[Spambayes] x-hammie-disposition in pop3proxy

Tim Peters tim.one@comcast.net
Sat Nov 2 17:57:39 2002


[Tim@mail.powweb.com]
> Ok, I've got the pop3proxy up and running on my machine.  Very
> simple to get running.

Good!  I haven't had time to try it yet, so I won't be much help, but I'm
glad it ran easily for you.

> I don't have a trained database (the real challenge)

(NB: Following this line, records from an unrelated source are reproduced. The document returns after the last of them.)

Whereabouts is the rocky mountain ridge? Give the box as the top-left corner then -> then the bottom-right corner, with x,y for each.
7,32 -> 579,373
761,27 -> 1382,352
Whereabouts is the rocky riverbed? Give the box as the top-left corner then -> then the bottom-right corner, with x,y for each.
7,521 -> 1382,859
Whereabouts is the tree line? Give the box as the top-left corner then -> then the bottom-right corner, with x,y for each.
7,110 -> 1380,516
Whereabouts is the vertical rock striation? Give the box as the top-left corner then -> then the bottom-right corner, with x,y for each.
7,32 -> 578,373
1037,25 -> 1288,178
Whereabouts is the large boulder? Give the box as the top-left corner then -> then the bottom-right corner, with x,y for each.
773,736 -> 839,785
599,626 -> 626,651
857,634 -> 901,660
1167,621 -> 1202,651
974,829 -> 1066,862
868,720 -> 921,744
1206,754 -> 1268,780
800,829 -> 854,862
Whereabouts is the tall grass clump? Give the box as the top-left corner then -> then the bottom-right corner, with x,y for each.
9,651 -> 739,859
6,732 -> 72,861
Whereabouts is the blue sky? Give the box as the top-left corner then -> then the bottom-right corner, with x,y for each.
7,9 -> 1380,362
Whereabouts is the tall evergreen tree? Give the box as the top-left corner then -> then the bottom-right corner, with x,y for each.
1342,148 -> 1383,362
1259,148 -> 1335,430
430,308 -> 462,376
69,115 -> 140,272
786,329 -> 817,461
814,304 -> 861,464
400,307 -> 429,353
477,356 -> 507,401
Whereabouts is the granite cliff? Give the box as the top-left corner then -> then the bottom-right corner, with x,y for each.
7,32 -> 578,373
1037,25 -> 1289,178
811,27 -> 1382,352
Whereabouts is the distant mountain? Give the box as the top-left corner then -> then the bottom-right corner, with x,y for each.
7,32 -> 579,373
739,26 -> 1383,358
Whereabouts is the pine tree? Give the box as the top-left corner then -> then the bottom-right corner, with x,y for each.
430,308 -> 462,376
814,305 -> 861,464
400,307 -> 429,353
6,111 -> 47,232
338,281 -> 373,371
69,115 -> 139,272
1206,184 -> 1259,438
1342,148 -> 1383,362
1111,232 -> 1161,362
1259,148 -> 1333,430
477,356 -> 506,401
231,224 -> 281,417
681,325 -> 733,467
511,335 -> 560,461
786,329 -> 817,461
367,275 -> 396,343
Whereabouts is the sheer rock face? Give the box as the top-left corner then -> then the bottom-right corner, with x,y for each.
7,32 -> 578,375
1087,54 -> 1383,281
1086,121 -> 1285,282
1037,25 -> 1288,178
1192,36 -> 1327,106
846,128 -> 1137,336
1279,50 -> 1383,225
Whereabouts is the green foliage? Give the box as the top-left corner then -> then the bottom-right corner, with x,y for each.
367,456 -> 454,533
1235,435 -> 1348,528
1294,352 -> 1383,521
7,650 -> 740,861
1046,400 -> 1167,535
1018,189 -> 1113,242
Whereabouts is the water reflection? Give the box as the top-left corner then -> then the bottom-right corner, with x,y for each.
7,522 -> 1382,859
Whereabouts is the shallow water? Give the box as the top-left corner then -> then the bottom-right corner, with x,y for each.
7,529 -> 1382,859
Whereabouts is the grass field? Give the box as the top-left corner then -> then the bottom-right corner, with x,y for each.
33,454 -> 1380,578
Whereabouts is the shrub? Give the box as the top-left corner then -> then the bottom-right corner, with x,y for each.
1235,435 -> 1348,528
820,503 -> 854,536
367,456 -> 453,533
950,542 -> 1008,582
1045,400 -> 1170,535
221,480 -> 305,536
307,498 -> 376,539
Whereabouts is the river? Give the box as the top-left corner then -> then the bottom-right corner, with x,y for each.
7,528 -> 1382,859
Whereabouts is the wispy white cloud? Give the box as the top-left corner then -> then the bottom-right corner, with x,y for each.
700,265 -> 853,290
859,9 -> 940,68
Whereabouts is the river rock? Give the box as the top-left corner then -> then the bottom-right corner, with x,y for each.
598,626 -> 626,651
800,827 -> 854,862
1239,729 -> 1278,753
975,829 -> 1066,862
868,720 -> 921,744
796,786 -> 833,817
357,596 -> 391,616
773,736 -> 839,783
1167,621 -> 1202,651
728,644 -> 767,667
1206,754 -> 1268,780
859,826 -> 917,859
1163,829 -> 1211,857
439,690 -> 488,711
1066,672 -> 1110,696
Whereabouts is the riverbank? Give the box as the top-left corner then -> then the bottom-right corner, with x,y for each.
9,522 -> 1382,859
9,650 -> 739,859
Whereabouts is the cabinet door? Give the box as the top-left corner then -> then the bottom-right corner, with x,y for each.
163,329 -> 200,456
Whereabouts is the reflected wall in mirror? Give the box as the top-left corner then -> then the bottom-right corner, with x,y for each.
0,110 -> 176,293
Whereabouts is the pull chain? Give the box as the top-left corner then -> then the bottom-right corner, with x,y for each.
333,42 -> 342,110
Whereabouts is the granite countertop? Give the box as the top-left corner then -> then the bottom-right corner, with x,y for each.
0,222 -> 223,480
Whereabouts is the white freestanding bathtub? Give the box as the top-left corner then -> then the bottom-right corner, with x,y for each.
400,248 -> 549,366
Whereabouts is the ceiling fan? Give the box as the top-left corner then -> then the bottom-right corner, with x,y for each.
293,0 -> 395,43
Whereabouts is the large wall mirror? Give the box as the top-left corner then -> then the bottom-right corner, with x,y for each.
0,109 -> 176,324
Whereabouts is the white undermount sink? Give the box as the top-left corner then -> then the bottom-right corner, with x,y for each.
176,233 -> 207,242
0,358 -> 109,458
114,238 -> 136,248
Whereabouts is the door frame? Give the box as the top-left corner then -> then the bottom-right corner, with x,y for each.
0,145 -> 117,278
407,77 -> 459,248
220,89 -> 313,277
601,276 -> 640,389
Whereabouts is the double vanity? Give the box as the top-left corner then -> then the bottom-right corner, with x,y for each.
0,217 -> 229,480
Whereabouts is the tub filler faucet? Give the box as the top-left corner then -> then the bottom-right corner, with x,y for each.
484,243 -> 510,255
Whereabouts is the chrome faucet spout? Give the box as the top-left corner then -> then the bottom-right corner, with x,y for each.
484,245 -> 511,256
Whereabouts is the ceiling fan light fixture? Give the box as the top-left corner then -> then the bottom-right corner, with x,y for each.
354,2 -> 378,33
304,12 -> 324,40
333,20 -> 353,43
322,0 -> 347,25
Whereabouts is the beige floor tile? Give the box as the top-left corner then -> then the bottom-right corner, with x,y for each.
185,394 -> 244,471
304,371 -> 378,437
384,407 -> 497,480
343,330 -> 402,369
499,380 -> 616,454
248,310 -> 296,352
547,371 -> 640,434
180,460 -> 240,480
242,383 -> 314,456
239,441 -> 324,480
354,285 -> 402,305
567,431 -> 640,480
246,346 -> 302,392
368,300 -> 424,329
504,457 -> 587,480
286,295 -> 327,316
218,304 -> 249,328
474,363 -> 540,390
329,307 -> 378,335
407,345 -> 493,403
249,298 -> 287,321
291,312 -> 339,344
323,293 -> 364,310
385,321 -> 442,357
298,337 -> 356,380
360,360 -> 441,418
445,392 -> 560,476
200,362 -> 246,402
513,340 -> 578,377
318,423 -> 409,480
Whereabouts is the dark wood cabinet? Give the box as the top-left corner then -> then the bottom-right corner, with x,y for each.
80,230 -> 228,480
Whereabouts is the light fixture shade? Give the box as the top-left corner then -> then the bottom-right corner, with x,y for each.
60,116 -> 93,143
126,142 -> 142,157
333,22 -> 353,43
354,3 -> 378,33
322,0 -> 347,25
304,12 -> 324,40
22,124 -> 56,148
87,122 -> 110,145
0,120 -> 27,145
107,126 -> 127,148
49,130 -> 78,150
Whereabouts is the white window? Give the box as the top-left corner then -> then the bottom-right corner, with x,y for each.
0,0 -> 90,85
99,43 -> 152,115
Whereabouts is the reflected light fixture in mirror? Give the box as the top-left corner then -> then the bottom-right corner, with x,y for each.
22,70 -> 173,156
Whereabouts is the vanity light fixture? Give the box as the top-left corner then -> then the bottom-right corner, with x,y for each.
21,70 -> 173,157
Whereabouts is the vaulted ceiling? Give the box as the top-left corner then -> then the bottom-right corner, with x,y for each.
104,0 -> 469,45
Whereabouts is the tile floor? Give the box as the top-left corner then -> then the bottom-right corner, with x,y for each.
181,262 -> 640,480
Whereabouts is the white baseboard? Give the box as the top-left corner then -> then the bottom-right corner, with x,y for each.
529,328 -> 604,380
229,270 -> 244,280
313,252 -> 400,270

The difficulty of bootstrapping a database is generally overstated, and
especially by those who haven't yet done it <wink>.  Train on everything you
get for a few days.  I predict you'll find it gets most things right after
just a dozen msgs of each kind.  But it will also make howling mistakes
until you've trained on much more than that.  Even so, don't take the
classifications too seriously at the start, and it should be very helpful
quickly.

> at this point, and it's adding the x-hammie-disposition header with
> value of 'no'.  I presume that this means that the classifier thinks
> this is NOT ham?

More accurately, that the score fell below the value of spam_cutoff you've
set, and if you didn't set one yet, the default value of

spam_cutoff: 0.90

The relevant code appears to be in pop3proxy BayesProxy.onRetr():

            prob = self.bayes.spamprob(tokenizer.tokenize(message))
            if prob > options.spam_cutoff:
                disposition = "Yes"
            else:
                disposition = "No "

> So if there's no database, then it assumes everything is spam?

There's always a database, but at the start it's empty.  If there are no
words in the database, that's not a special case to the code, the math
simply works out to give a score of 0.5 to every msg then (which makes
sense:  in the absence of any evidence at all, it has no reason to favor any
specific conclusion).  Whatever you set ham_cutoff and spam_cutoff to be,
0.5 should definitely be in your Unsure category.  However, it doesn't look
like pop3proxy is paying attention to ham_cutoff yet, nor is it currently
capable of generating an "I'm lost -- help me!" Unsure disposition.  Someone
needs to teach it about the middle ground.

> Or am I reading the meaning of the header backwards?

No, you're reading it right.